Bab 7: Kencan Berkedok

22 5 0
                                    

Kalo gak dikasih tau ngapain ditanya? Manusia itu harus tau batasan.
—Introvert penyuka flora, specifically kaktus

Jangan lupa vote dan komen 💛

🌵📗🌵📗

Sepanjang perjalanan, tak sepatah kata pun keluar dari mulut keduanya untuk sekadar mengobrol. Awi dan Dazey asik dengan dirinya sendiri tapi menjelang sampai di tempat tujuan Awi baru menyadari, apakah Dazey tahu tempat biasanya membeli tanaman? Laki-laki itu tak bertanya sama sekali padanya.

Motor laki-laki itu kemudian berhenti di depan sebuah ruang terbuka yang di dalamnya berisi banyak tumbuh-tumbuhan. Baiklah, jadi sebenarnya laki-laki ini tahu harus pergi kemana untuk membeli tanamannya.

"Lo bisa pergi sendiri, kenapa harus ngajak gue?" Tanyanya.

"Yang bilang gak bisa siapa?"

Mulai, Dazey mulai membuatnya jengkel lagi. Gadis itu memberi tatapan menghakimi pada Dazey.

"Gue bilang gak ngerti caranya belanja, bukan gak tau tempatnya." Dazey mengoreksi kata-katanya kemudian.

Awi berdecih malas. Apapun alasannya, semua akan terdengar menyebalkan bagi Awi.

Keduanya sama-sama berdiam diri di luar dan saling menatap. Awi menatap Dazey bingung, sementara Dazey menatap Awi seolah menunggu.

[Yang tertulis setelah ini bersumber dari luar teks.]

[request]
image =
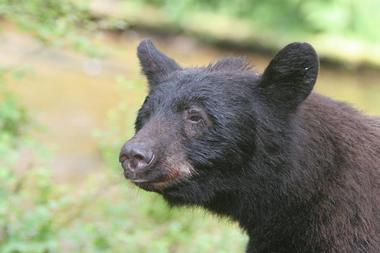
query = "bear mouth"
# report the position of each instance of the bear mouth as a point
(158, 184)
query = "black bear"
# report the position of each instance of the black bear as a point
(298, 171)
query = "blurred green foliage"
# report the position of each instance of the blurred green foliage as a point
(53, 22)
(349, 18)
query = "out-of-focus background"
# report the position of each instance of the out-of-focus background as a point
(70, 86)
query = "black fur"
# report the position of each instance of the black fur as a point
(298, 171)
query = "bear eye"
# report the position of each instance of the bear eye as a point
(194, 116)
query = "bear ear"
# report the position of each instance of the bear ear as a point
(290, 76)
(155, 65)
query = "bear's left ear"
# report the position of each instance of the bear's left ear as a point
(290, 76)
(155, 65)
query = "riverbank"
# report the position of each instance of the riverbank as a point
(233, 33)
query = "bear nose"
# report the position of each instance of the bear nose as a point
(135, 157)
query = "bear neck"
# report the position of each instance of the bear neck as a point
(296, 187)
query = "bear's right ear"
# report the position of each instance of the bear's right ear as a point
(290, 76)
(155, 65)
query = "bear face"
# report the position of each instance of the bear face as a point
(200, 129)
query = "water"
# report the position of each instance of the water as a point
(72, 94)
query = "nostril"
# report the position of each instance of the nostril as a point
(139, 157)
(135, 157)
(123, 158)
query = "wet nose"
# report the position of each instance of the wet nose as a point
(135, 157)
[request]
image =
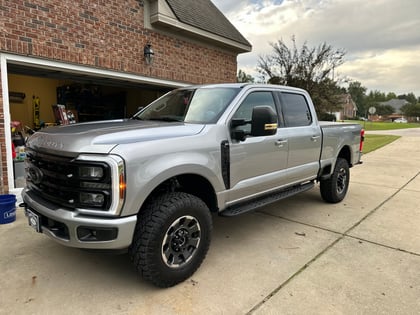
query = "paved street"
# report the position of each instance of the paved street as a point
(297, 256)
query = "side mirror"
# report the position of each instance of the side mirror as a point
(264, 121)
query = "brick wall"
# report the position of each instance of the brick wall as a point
(107, 34)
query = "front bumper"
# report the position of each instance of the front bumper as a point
(73, 229)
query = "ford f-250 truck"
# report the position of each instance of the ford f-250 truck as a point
(149, 183)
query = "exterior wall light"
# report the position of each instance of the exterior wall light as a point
(148, 54)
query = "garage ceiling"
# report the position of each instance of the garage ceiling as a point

"Ngapain liat-liatan?" Tanya Awi heran.

"Duluan."

"Loh yang mau belanja kan lo!"

Dazey tiba-tiba menyurengkan alisnya. Dia sebenarnya tak tahan untuk tidak menoyor kepala gadis banyak omong di depannya ini. "Kan udah dibilang gue gak ngerti. Dodol!"

"Belanja tanaman doang?"

"Ya kalo bisa ngapain gue ngajak lo?"

"Astaga..."

"Jangan banyak omong." Dazey menarik bahu Awi dan membuat gadis itu berjalan di depannya dengan mendorongnya. Kalau terus berdebat, seharian tidak akan cukup. Memuakkan, kenapa dia harus bertemu makhluk berisik bernama Awi ini?

Awi tak habis pikir dengan kelakuan Dazey. Di sekolah laki-laki ini berlagak seolah manusia paling cerdas yang kata-katanya tak bisa dilawan akan selalu benar, seolah dia mengetahui cara kerja segala hal seisi dunia, tapi di sini dia bahkan tak bisa caranya belanja hal sesederhana tanaman padahal sudah diberi petunjuk oleh mamanya sendiri.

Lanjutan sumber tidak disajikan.